• Sellers’ Glossary

    AMORTIZATION PERIOD:

    The actual number of years it will take to pay back your mortgage loan.

    APPRAISED VALUE:

    An estimate of the value of the property. Conducted for the purpose of mortgage lending by a certified appraiser. This appraisal is not to be confused with a building inspection.

    ASSUMABILITY:

    Allows the buyer to take over the seller’s mortgage on the property.

    CLOSED MORTGAGE:

    A mortgage that locks you into a specific payment schedule. A penalty usually applies if you repay the loan in full before the end of a closed term.

    CONDOMINIUM FEE:

    A common payment among owners which is allocated to pay expenses.

    CONVENTIONAL MORTGAGE:

    A mortgage loan issued for up to 75% of the property’s appraised value or purchase price, whichever is less.

    DOWN PAYMENT:

    The buyer’s cash payment toward the property. The difference between the purchase price and the amount of the mortgage loan.

    EQUITY:

    The difference between the home’s selling value and the debts against it.

    HIGH-RATIO MORTGAGE:

    A mortgage that exceeds 75% of the home’s appraised value. These mortgages must be insured for payment.

    INTEREST RATE:

    The value charged by the lender for the use of the lender’s money. Expressed as a percentage.

    LAND TRANSFER TAX, DEED TAX OR PROPERTY PURCHASE TAX:

    A fee paid to the municipal and /or provincial government for the transferring of property from seller to buyer.

    MATURITY DATE:

    The end of the term, at which time you can pay off the mortgage or renew it.

    MORTGAGEE:

    The borrower.

    MORTGAGE INSURANCE:

    Applies to high-ratio mortgages. It protects the lender against loss if the borrower is unable to repay the mortgage.

    MORTGAGE LIFE INSURANCE:

    Pays off the mortgage if the borrower dies.

    MORTGAGOR:

    The person or the financial institution that lends the money.

    OPEN MORTGAGE:

    Allows partial or full payment of the principal at any time, without penalty.

    PORTABILITY:

    A mortgage option that enables borrowers to take their current mortgage with them to another property, without penalty.

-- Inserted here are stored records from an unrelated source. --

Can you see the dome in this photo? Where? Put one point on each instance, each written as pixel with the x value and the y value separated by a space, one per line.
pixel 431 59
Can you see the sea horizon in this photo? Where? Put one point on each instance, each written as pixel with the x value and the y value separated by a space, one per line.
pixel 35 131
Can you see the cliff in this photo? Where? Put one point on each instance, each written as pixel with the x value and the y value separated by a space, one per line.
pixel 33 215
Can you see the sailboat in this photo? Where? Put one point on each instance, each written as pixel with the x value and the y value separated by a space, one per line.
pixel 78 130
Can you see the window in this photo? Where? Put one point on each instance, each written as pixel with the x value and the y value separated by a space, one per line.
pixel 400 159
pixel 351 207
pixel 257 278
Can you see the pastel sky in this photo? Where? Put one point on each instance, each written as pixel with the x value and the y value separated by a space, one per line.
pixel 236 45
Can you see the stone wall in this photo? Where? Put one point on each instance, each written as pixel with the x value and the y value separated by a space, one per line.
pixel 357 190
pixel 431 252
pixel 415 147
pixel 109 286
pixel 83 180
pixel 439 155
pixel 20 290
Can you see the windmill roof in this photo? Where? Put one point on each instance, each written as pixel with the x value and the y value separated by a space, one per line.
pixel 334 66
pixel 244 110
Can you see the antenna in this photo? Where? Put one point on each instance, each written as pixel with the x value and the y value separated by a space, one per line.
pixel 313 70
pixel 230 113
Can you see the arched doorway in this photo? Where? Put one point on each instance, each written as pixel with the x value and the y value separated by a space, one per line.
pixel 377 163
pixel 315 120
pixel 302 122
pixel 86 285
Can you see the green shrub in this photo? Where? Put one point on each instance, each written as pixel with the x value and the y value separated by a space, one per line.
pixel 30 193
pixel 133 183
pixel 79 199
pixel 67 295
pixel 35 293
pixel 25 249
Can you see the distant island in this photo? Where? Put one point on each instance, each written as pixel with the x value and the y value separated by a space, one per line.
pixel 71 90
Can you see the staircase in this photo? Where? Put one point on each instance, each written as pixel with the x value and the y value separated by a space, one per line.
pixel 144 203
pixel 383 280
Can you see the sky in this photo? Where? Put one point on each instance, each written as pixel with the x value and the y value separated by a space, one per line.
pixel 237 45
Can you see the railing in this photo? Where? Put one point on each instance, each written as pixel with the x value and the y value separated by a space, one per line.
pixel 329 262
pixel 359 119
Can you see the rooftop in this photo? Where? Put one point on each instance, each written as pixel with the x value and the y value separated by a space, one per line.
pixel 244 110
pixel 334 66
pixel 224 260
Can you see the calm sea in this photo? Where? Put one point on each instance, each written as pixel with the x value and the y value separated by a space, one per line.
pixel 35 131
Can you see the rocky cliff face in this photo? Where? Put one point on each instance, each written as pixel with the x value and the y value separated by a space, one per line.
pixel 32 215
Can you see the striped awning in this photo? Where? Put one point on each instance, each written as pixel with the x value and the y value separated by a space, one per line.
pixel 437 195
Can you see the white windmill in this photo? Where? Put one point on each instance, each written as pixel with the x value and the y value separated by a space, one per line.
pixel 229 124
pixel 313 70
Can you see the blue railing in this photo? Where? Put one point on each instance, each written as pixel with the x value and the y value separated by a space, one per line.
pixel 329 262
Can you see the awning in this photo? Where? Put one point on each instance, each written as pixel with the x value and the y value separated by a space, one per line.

    PRE-APPROVED MORTGAGE:

    Qualifies you for a mortgage before you start shopping. You know exactly how much you can spend and are free to make a “firm” offer when you find the right home.

    PREPAYMENT PRIVILEGES:

    Voluntary payments in addition to regular mortgage payments.

    PRINCIPAL:

    The amount borrowed or still owing on a mortgage loan. Interest is paid on the principal amount.

    REFINANCING:

    Paying off the existing mortgage and arranging a new one or re-negotiating the terms and conditions of an existing mortgage.

    RENEWAL:

    Re-negotiation of a mortgage loan at the end of a term for a new term.

    SECOND MORTGAGE:

    Additional financing. Usually has a shorter term and higher interest rate than the first mortgage.

    TERM:

    The length of time the interest rate is fixed. It also indicates when the principal balance becomes due and payable to the lender.

    TITLE:

    Legal ownership in a property.

    VARIABLE-RATE MORTGAGE:

    A mortgage with fixed payments, but fluctuates with interest rates. The changing interest rate determines how much of the payment goes towards the principal.

    VENDOR TAKE-BACK MORTGAGE:

    When the seller provides some or all of the mortgage financing in order to sell their property.